For many, the closure came as a devastating loss, and especially hard-hitting given that the move to shut down operations had happened so suddenly, with just two months’ notice. On 26 November 2004, with great sadness, staff undertook the last ever film production run, leaving most of its work force out of a job.
Digital Story – Recollections of the Closure
The following reflections were captured via oral history interviews with ex-staff members who experienced the 2004 closure.

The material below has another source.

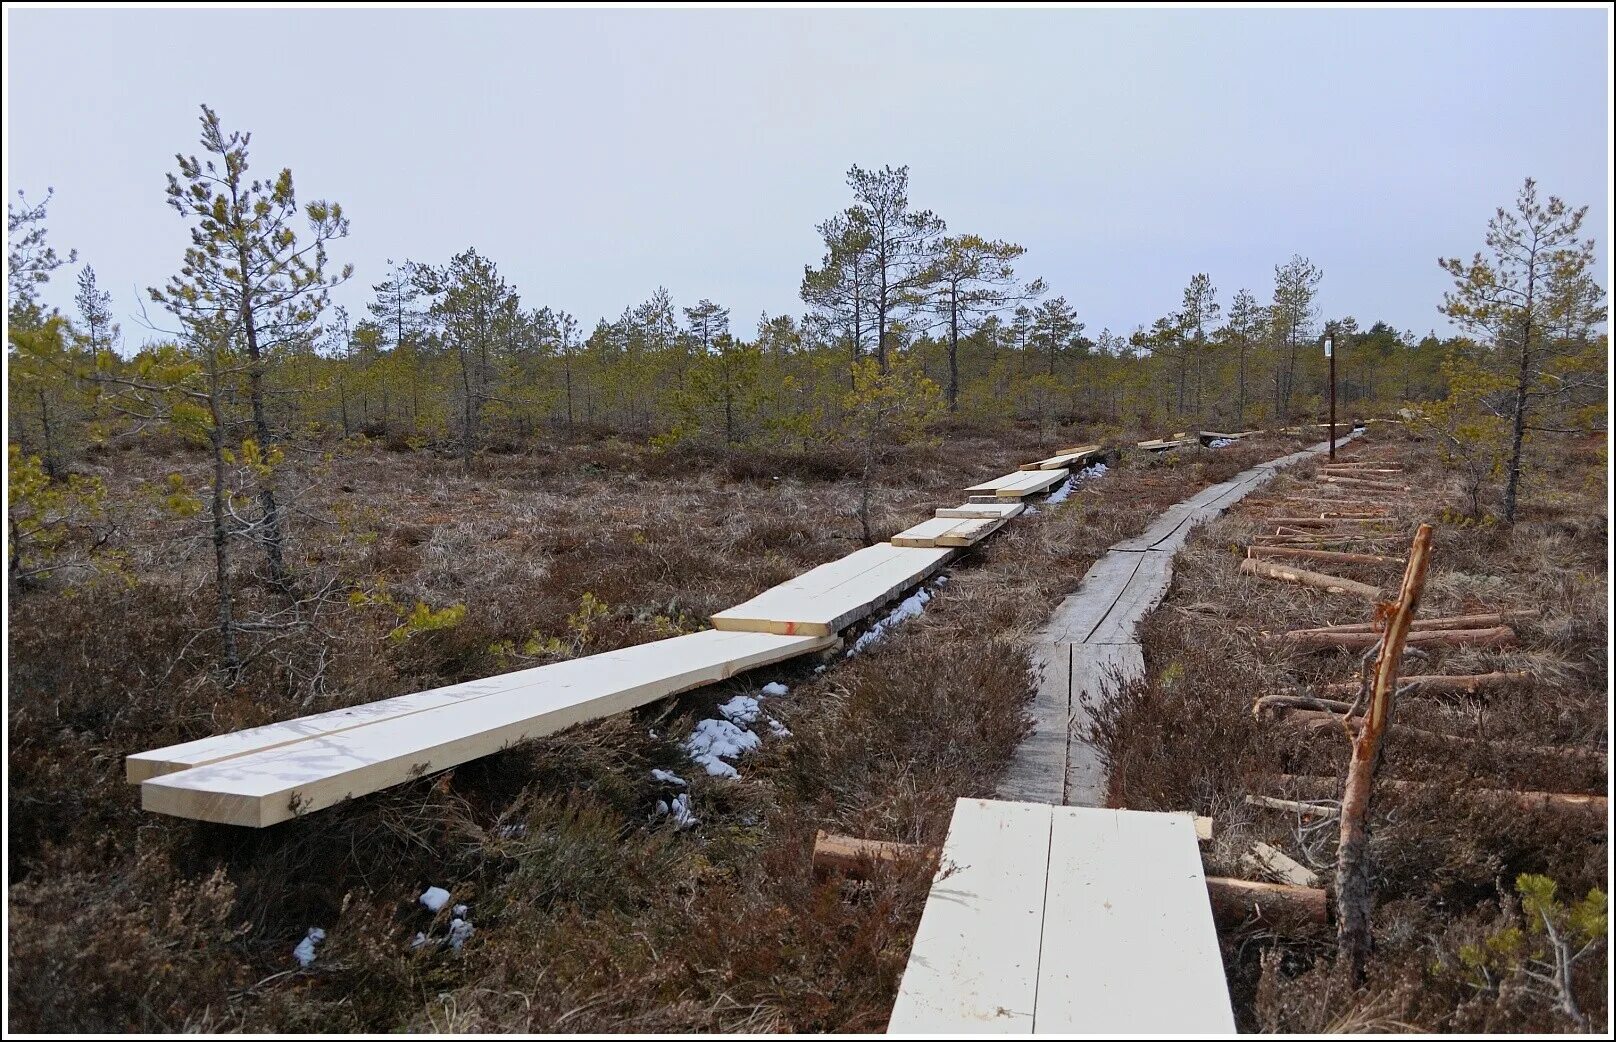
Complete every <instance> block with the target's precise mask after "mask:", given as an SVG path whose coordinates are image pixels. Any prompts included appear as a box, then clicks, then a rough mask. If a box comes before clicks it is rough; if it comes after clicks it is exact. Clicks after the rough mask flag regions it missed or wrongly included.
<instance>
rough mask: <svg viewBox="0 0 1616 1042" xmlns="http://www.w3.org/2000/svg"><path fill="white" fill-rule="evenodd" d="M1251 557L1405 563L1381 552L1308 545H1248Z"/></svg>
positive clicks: (1373, 563) (1326, 560) (1364, 563)
mask: <svg viewBox="0 0 1616 1042" xmlns="http://www.w3.org/2000/svg"><path fill="white" fill-rule="evenodd" d="M1246 554H1248V556H1251V557H1294V559H1301V561H1336V562H1341V564H1403V561H1401V559H1398V557H1382V556H1380V554H1348V553H1343V551H1338V549H1312V548H1307V546H1248V548H1246Z"/></svg>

While Kodak Australasia’s Coburg factory closed in 2004 and permanently shut its doors, the company has survived as a much smaller entity that functions largely as an import and distribution subsidiary of Eastman Kodak. It continues to be based in Melbourne. The Coburg factory, and all its original buildings, have all been demolished, with a new era of housing development, known as Coburg Hill, reshaping the landscape once again.
Despite the sadness and loss felt by many when the buildings were demolished, Kodak’s Coburg factory continues to live on in the memories and hearts of the many thousands of people that shaped its legacy.